Na última semana, o Jornal da Band denunciou a existência das chamadas "novelinhas de frutas". Esses vídeos, que utilizam uma estética lúdica semelhante a desenhos animados para atrair o público infantil, escondem narrativas que envolvem sexo, violência explícita e incentivo à criminalidade.
Embora o visual pareça inofensivo à primeira vista, o conteúdo foi identificado como um fenômeno de risco nas redes sociais. Na semana anterior, o Jornal da Band revelou que menores de idade possuíam acesso livre a esses materiais, o que gerou alerta entre pais e educadores.
Justificativa do Ministério e impacto nas plataformas
A reclassificação feita pelo Ministério da Justiça levou em conta a presença sistemática de materiais considerados prejudiciais ao desenvolvimento de menores de idade. Segundo as autoridades responsáveis pela análise, a identificação de conteúdos perigosos tornou a ação imediata necessária para ajustar a orientação de consumo na plataforma.
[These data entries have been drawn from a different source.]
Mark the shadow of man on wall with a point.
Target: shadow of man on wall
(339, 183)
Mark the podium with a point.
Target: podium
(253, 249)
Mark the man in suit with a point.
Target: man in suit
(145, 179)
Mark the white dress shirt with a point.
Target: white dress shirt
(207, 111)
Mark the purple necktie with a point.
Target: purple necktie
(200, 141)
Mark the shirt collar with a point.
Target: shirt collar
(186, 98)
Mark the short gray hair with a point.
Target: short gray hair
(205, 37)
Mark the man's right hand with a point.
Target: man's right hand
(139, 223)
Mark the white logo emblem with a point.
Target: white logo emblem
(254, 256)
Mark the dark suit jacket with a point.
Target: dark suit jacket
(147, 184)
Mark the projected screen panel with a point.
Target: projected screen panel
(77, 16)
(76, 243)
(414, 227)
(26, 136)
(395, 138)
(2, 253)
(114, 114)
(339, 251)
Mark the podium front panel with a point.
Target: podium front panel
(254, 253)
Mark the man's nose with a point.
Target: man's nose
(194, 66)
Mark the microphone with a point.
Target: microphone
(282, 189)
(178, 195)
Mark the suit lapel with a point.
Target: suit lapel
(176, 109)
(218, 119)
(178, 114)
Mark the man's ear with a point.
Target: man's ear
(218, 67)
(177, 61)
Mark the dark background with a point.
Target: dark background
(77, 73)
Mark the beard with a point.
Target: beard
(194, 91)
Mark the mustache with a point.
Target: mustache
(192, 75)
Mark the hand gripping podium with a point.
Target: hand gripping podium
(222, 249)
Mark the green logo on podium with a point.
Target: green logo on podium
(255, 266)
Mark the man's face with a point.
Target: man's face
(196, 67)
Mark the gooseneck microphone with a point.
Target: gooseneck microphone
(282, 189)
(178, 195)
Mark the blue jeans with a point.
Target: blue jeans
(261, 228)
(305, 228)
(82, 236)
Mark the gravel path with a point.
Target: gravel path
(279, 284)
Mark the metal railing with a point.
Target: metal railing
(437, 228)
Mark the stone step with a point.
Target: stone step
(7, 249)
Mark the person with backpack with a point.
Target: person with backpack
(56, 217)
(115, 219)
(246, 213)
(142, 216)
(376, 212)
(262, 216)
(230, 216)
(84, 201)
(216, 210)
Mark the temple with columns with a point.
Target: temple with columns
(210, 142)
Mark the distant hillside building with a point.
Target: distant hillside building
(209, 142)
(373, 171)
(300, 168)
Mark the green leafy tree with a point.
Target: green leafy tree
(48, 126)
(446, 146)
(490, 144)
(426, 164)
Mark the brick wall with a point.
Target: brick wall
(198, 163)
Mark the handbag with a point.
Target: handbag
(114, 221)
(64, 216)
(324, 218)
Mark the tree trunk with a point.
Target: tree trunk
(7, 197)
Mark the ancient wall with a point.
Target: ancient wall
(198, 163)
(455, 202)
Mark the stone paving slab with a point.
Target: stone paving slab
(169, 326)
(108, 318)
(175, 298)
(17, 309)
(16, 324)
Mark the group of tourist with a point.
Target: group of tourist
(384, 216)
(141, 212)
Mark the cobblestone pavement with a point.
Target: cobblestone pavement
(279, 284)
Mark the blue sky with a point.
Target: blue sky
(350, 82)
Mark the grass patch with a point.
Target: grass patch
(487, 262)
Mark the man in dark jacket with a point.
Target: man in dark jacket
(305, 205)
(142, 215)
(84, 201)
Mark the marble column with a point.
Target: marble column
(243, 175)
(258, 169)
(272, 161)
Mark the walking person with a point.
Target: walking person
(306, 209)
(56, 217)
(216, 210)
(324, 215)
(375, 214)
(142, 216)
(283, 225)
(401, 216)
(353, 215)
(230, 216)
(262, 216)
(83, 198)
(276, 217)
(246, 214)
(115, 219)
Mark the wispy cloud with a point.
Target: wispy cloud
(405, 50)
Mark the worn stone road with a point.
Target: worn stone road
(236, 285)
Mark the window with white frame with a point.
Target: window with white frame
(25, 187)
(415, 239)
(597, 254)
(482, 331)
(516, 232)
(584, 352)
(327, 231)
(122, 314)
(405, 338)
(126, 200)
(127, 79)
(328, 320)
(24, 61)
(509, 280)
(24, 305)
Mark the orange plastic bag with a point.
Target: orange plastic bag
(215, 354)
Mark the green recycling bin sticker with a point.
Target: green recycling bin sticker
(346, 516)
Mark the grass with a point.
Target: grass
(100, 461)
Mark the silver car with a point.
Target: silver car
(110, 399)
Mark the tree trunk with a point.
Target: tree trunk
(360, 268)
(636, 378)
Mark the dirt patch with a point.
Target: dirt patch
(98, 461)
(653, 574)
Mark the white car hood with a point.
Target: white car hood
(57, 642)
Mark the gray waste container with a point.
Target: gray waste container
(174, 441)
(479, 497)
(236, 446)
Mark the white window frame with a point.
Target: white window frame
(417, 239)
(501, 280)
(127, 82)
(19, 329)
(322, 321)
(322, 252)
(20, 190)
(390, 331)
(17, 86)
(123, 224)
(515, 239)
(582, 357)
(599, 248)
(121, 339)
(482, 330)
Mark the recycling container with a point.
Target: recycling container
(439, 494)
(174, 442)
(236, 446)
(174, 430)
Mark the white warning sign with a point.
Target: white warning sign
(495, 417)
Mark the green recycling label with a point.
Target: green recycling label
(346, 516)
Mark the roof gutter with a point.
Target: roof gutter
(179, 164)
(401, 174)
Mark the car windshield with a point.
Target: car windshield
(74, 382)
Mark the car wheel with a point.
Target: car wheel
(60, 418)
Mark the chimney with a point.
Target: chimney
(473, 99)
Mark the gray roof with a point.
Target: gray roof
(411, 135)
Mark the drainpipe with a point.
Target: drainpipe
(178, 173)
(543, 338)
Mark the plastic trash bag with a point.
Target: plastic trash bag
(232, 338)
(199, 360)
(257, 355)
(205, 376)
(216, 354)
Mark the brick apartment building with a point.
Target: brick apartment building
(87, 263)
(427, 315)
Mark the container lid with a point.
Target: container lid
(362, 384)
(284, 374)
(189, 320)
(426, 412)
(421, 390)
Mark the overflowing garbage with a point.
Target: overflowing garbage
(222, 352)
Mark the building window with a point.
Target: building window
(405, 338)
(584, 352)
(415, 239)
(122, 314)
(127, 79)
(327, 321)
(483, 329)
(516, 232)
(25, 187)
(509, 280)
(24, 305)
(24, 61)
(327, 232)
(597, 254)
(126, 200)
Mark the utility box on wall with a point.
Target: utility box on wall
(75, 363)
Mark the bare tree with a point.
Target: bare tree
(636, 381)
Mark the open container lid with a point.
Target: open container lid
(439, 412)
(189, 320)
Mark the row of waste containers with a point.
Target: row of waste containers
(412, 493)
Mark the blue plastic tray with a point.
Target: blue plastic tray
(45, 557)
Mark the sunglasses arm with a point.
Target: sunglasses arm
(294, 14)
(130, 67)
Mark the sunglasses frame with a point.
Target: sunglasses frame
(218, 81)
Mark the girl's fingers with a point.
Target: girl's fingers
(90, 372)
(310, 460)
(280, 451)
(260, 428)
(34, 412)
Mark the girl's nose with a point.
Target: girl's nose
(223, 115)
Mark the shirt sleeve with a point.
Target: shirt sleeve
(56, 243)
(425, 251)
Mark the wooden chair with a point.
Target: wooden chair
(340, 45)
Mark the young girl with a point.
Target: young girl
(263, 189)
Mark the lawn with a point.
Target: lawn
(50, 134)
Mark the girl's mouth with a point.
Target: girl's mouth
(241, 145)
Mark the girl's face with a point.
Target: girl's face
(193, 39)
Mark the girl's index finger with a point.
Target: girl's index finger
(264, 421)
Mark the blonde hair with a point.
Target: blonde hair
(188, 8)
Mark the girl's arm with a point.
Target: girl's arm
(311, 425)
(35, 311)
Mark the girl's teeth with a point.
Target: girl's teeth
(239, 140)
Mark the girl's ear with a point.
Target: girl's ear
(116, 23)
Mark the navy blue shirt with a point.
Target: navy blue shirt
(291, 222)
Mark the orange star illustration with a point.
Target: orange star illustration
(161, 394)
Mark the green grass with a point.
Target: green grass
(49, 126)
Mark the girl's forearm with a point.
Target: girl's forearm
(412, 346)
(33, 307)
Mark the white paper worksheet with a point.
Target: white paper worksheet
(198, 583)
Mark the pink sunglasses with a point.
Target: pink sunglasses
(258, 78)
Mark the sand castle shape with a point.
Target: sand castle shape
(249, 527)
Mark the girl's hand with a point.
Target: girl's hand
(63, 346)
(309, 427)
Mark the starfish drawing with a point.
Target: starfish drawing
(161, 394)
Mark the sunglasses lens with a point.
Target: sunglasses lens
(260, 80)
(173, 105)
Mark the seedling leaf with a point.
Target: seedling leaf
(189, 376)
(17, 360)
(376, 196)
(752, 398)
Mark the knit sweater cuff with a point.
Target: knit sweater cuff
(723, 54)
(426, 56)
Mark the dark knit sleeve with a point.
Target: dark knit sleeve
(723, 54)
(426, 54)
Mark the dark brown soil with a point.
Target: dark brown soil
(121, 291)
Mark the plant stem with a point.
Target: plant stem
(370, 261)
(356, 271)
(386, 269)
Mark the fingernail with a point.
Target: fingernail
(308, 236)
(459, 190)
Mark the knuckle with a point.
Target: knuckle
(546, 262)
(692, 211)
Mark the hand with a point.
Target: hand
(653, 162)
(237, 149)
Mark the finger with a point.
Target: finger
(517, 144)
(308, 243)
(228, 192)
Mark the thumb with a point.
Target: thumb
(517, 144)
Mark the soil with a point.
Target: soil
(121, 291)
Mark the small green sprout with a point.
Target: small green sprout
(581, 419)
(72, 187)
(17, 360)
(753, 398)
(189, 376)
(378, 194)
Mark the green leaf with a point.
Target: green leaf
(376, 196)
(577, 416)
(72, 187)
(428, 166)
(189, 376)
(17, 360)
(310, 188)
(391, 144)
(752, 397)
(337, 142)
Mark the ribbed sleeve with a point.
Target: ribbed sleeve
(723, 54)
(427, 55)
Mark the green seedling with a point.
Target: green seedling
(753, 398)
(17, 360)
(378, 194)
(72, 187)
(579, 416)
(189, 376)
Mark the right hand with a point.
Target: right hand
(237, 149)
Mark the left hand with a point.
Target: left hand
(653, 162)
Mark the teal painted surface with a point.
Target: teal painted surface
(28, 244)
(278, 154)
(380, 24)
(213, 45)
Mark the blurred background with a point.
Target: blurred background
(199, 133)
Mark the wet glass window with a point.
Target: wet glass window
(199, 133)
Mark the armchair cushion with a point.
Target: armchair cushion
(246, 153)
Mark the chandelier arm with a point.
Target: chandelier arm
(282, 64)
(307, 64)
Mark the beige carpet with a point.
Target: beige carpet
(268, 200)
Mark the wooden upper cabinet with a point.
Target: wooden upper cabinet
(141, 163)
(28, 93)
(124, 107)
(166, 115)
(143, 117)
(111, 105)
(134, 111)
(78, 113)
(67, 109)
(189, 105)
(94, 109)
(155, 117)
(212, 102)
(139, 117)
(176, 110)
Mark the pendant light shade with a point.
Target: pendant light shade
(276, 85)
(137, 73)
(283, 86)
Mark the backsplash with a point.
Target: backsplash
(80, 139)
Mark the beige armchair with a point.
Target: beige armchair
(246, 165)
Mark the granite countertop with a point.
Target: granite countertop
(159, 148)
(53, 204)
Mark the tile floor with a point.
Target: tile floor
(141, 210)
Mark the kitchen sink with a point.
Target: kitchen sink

Na prática, a nova classificação funciona como uma diretriz oficial para que pais e responsáveis tenham ciência de que há material impróprio para menores de 16 anos circulando livremente. Não haverá, contudo, uma fiscalização estatal direta sobre o que cada usuário assiste, permanecendo o caráter de recomendação. A mudança está alinhada às novas diretrizes do ECA Digital, que buscam modernizar a proteção de crianças no ambiente virtual.
Desde março, o YouTube e outras redes sociais iniciaram a implementação de sistemas de controle parental mais rígidos para contas de crianças e adolescentes. Essas ferramentas permitem que os responsáveis monitorem o tempo de tela e restrinjam o acesso a determinados tipos de vídeos.